I have one particular child who is very much like me! Very. Much. I am at a point where she wants to do everything I do. I mean, at 4 1/2 years old, isn't she ready to do all that mom does? Clearly, we disagree on this point. I tell her not to boss, not to feed the baby without asking, not to pick up her three year old sister, not to, not to, not to.... And I feel as though I'm about to lose my mind! BUT! But, I know that as my children 4 children grow and as my firstborn daughter, I know that I am going to need her help so much! I can see her being my right arm! Te thing is, she's good as what does. She has a nurturing mothers heart. She loves babies! Her memory, unlike my mommy brain post 4 kiddos, is sharp as a tack. She can remember stuff better than me sometimes! So I know I will need her! And ultimately, I want a good lasting relationship, and eventually friendship, with my daughter.
So my question is: how do I get there without killing OR alienating her? Thoughts anyone?
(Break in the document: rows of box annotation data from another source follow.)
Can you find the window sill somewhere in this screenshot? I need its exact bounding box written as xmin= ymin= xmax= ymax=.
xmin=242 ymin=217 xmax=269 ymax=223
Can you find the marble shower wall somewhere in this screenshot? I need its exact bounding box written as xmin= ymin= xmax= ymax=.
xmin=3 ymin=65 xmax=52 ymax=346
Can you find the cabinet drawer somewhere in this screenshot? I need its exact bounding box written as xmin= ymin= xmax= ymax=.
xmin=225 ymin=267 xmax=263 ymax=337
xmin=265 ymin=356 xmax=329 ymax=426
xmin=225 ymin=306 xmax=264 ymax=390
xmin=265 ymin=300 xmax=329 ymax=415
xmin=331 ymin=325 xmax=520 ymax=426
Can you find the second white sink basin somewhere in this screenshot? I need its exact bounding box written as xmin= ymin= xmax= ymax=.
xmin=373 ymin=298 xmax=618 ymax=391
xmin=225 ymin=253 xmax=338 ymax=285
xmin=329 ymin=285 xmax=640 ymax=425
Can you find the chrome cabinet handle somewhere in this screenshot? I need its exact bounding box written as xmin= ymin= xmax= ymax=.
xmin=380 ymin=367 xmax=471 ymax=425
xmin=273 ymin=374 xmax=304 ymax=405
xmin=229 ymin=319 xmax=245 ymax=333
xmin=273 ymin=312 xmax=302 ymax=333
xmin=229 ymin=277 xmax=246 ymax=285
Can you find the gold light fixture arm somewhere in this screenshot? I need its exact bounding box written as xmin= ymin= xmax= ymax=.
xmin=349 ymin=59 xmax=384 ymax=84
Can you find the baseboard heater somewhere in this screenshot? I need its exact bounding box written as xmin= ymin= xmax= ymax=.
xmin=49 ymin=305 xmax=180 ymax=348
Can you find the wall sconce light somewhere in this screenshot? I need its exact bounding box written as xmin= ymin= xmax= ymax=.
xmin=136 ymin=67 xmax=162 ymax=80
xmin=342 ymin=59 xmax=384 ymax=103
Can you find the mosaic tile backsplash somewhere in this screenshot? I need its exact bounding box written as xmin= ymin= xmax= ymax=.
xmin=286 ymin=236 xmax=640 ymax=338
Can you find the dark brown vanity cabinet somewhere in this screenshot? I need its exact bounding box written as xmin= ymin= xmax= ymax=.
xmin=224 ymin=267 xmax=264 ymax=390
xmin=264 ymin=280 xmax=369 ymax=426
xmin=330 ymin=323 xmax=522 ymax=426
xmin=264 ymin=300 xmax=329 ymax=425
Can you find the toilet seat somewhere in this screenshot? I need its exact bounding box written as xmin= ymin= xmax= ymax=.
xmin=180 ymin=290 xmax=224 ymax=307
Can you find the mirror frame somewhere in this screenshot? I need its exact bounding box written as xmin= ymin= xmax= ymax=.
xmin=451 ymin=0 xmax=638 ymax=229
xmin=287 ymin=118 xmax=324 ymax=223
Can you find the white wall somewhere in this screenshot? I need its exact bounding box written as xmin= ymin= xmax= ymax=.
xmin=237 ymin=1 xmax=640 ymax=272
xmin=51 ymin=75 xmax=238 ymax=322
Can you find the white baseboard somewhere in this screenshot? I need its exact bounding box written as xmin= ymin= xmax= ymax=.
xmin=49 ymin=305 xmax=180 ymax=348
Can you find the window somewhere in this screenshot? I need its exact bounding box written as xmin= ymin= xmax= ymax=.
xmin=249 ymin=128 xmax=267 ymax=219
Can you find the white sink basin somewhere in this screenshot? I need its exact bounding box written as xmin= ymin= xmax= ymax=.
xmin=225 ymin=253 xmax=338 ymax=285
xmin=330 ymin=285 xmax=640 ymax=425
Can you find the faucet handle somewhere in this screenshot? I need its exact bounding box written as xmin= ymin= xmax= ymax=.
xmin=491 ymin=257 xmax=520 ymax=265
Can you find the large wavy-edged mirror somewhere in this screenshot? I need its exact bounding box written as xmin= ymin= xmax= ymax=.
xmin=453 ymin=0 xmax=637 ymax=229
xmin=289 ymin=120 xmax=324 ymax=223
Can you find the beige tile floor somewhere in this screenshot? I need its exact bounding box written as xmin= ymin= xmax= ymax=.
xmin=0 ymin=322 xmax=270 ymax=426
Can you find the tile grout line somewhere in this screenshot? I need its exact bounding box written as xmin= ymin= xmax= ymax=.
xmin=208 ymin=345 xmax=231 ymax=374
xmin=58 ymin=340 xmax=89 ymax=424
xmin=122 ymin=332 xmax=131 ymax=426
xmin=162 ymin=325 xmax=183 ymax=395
The first two people I asked this question to immediately responded with "PRAY!" I need to do that more! And I am actively working on that. Buying don't feel that is enough so that leaves me wondering I really think God is big enough to handle my kids? Obviously, there are some things in me that may need to change too! Trust God. For real. I can loosen some of my control issues with my kids and allow them to be helpful and to be a part of things with me. I can find ways to intentionally bless my daughter and spend time with her. (ie.- take her to Ladies meeting with me once a month even though I really want to e alone. I'm told that one day I'll miss the company!).
On a related but bigger note: I am trying to work on not raising my voice at my kids but sound kind instead of harsh to them.
So, feel free to give your perspective on this subject and PLEASE feel free to pray for me. I need all I can get to make it through this parenting 4 kids thing! It's tough! A wild, but great ride!